When they saw the star, they were overjoyed beyond measure.
Matthew 2:10 HCSB
Displaying the Poinsettias:
The Story of the Candy Cane: (Pastor)
One of the most popular items we see at Christmas is a candy cane. Candy canes certainly taste good, but did you know that the candy can have a special meaning to us?
There are many stories about how the candy cane came to be, but the most popular legend tells the story of a candy maker from Indiana. He wanted to make a candy that can help people remember the story of Jesus.
J is for Jesus, who was born on Christmas day. (Turn it upright) What does it remind you of? Who was the first to find out about Jesus’ birth? (After hearing their answers) The shepherds in the field watching their flocks at night were the first to hear the angels. This represents the shepherd’s crook that they used to herd sheep.

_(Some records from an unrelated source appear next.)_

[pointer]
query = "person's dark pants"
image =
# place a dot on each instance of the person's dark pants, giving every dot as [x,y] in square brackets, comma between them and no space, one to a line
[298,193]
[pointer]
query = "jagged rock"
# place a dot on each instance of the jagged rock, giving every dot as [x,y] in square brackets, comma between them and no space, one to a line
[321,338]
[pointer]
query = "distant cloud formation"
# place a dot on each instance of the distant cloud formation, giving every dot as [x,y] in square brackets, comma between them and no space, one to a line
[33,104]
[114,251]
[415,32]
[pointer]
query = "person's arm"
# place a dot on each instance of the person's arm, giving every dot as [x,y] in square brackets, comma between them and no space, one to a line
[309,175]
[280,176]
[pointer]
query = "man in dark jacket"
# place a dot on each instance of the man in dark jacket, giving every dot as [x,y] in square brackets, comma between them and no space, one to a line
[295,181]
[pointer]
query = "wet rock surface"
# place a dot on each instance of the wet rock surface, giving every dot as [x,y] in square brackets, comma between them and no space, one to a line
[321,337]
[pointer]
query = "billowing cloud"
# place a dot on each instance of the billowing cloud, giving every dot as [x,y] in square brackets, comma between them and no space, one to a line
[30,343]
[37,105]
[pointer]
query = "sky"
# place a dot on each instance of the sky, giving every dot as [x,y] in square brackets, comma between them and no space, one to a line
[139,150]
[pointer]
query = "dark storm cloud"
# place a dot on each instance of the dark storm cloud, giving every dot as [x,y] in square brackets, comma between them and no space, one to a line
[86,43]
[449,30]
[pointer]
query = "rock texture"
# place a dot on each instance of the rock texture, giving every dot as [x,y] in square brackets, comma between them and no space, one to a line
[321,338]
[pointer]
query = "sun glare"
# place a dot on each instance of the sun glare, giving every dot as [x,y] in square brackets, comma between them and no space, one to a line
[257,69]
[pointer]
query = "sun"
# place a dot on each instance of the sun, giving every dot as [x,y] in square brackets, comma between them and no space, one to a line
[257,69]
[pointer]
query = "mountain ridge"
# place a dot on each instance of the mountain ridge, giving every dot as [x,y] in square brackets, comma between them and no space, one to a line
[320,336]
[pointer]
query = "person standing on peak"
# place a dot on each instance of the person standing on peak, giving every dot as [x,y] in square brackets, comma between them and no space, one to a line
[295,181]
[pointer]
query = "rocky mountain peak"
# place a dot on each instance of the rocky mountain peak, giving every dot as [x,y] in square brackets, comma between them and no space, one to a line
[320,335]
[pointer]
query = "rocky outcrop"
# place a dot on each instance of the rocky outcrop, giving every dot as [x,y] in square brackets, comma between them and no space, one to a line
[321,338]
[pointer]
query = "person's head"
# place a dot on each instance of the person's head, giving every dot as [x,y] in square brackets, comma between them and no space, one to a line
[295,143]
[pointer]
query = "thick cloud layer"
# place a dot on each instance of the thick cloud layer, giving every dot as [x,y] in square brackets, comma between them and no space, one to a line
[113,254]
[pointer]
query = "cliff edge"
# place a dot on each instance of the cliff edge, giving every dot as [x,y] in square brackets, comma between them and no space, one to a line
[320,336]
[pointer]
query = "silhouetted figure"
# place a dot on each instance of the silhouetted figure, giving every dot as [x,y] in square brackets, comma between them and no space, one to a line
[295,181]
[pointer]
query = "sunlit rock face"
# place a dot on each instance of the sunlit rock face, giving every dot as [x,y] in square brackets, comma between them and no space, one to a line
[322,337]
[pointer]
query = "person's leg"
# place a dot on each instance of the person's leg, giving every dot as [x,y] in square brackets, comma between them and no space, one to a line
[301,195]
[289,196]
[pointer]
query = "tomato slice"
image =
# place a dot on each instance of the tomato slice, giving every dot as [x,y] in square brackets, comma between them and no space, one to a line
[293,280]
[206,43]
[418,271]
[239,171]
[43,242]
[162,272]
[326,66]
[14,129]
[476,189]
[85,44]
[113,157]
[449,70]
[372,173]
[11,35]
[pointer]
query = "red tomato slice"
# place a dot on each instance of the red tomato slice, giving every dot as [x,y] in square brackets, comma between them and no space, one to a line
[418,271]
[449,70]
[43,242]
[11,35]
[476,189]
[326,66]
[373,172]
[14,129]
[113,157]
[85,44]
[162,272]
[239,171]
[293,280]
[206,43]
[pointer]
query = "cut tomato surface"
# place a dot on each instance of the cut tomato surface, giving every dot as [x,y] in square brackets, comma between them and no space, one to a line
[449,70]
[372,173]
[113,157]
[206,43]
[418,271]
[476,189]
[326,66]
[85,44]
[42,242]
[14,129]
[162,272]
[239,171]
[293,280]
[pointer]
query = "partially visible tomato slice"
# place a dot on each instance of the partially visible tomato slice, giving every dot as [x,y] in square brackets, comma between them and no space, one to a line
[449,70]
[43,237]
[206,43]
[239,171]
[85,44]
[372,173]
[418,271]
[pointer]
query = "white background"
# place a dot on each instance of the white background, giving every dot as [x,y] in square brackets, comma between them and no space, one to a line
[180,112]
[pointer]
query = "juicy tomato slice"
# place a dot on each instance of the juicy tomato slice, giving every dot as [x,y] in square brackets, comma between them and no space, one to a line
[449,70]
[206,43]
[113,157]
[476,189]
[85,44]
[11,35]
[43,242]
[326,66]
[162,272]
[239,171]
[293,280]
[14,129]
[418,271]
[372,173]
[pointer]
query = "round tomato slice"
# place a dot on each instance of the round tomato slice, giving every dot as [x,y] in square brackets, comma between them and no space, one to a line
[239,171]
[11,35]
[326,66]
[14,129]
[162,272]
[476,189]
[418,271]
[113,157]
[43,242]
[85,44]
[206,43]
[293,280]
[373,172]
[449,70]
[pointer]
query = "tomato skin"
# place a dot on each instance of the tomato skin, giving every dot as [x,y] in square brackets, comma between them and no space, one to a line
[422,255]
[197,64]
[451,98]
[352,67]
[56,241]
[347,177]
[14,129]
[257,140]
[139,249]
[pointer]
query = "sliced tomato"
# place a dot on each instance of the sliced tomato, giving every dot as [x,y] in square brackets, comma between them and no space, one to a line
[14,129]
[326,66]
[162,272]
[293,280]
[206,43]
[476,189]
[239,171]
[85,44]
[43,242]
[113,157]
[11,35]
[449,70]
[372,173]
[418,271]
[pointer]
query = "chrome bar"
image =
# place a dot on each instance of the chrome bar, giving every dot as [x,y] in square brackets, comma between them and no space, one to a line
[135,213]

Do you see the red stripe? Red reminds us how much He loves us. Jesus shed His blood for you and me. His blood was red!
See the white stripe? The white is there because we often do bad things leaving us “dirty” inside. Christians believe when Jesus came, He took on Himself the punishment for our bad things. This leaves us “clean”, white inside. He washes our sins as white as snow.
So when you eat your candy canes this Christmas remember J is for Jesus.
She will give birth to a son, and you are to name Him Jesus, because He will save His people from their sins.”